Let $R$ be a ring with unity and $e^2=e\in R$. If $a=ea$ and $ae=eae$ for some $a\in R$, then prove that $a=e$.
Solution: Suppose that $a=ea$ and $ae=eae$, then $a^2=eaea=e(eae)a=eeaea=eaea=eaa=ea^2$. That is, $a^2=ea^2$. If $e\neq 1,0$, then $a=e$ applies. If $a=1,0$, here it is not making sense.

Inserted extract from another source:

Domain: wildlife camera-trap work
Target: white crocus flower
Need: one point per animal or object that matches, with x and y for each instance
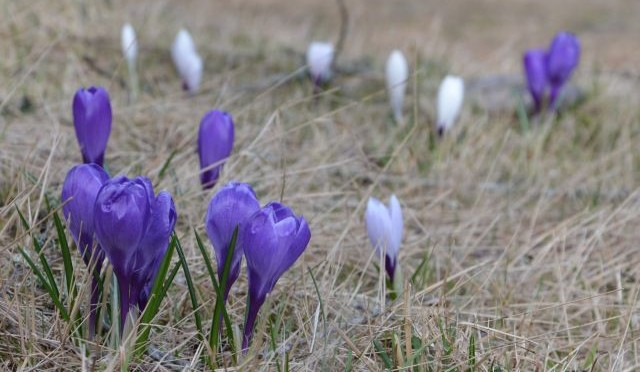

Question: Is the argument above valid?
On
No. The proposition is false in any ring $\mathcal R$ with unity $1_{\mathcal R}$ and additive identity $0_{\mathcal R}$. Consider $e=1_{\mathcal R}$. Clearly, $1_{\mathcal R}\cdot r=r$ for all $r\in\mathcal R$ but not every ring element is $1_{\mathcal R}$ because $1_{\mathcal R}\neq 0_{\mathcal R}$.
Note that if $a=ea$, then automatically $ae=eae$, so the second hypothesis adds nothing.
As it stands it’s definitely false. Let $R$ be the ring of $2\times 2$ real matrices, and take $e=\pmatrix{1&0\\0&0}$ and $a=\pmatrix{1&1\\0&0}$. Then $e^2=e$ and $a=ea$, but $e\ne a$.